メンバーも紹介される写真を見ながら、“いつしかダイビングの資格をとり、実物をこの目で見たい”と感じたことでしょう。
◆海の生き物から考える
 最初に、先生のお話や映像を見ながら、生物が生きていくために必要なことを学びました。その後でメンバーグループに分かれて、それぞれのグループごとに生き物のテーマを決め、その生物にとって、"海とは何か"、"その生物と人がどうかかわっているか"、"その生物を通した地球環境"についてディスカッションしました。難しいテーマでしたが皆すごく勉強になりました。
◆レクリエーション
メンバーが自作自演で「海」を体全体をつかって表現します。講師からアドバイスが与えられるものの、全体構成や細かな表現方法は、メンバー自らが話し合い、つくりあげました。
フェアウェルパーティー
 

長いようで短かった5泊6日の「B&G体験クルーズ」もいよいよ明日で終了です。明日、晴海ふ頭に着いたらメンバーはそれぞれの地域に帰って行きます。みんなと過ごせる最後の夜に「フェアウェルパーティー」を開催しました。ふじ丸は前線通過の真っ只中、時折くる大きな揺れに船酔いをぶり返すメンバーもいましたが、皆んな最後の夜を新しい友だちと過ごそうと頑張る姿が印象的でした。

  第1部は船長さん主催の立食パーティー。5日前のウエルカムパーティーとは別人に見えるメンバー達、いまではすっかり仲良くなった友達と、楽しかったこと、つらかったことなどの話し、写真撮影などで大いに盛り上がりました。なかには「絶対ボランティアリーダーになりたい!」というメンバーもいて、リーダーにどうしたら参加出来るかを真剣なまなざしで話しを聞いていました。

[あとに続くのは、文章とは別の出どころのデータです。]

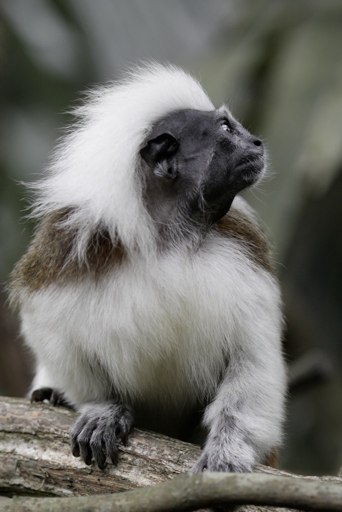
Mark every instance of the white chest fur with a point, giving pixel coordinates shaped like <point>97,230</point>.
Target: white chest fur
<point>151,330</point>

 引き続いて、場所をパシフィックホールに移し、第2部の開催です。これまでの5日間にわたる活動の写真がナレーションとともにホール正面のスクリーンに次々と映し出される中、13組26班の栗山春香さん(小学5年生)がメンバーを代表して別れの言葉を述べました。そして、メンバーが一番お世話になったリーダー・ボランティアリーダーが、自分の組のメンバーに別れのメッセージを贈ります。感極まって涙を見せ、言葉に詰まるリーダー達、このクルーズの想い出はリーダー達にも貴重な財産となりました。

 リーダー全員が肩を組み、スマップの"世界に一つだけの花"を合唱すると、メンバー全員も総立ちとなり大合唱、りホールは感動の渦に包まれました。

 最後にパーティーを締めくくる"全員握手"が行われました。メンバーの頭の中は走馬灯のように思い出が駆け巡ります。皆涙を浮かべながら別れを惜しみ、再会を約束する固い握手がいつまでも続いていました。

 このクルーズで芽生えた友情、数々の体験や感動は、きっとメンバー達を大きく成長させたことでしょう。これからのメンバーひとりひとりの活躍を期待しています。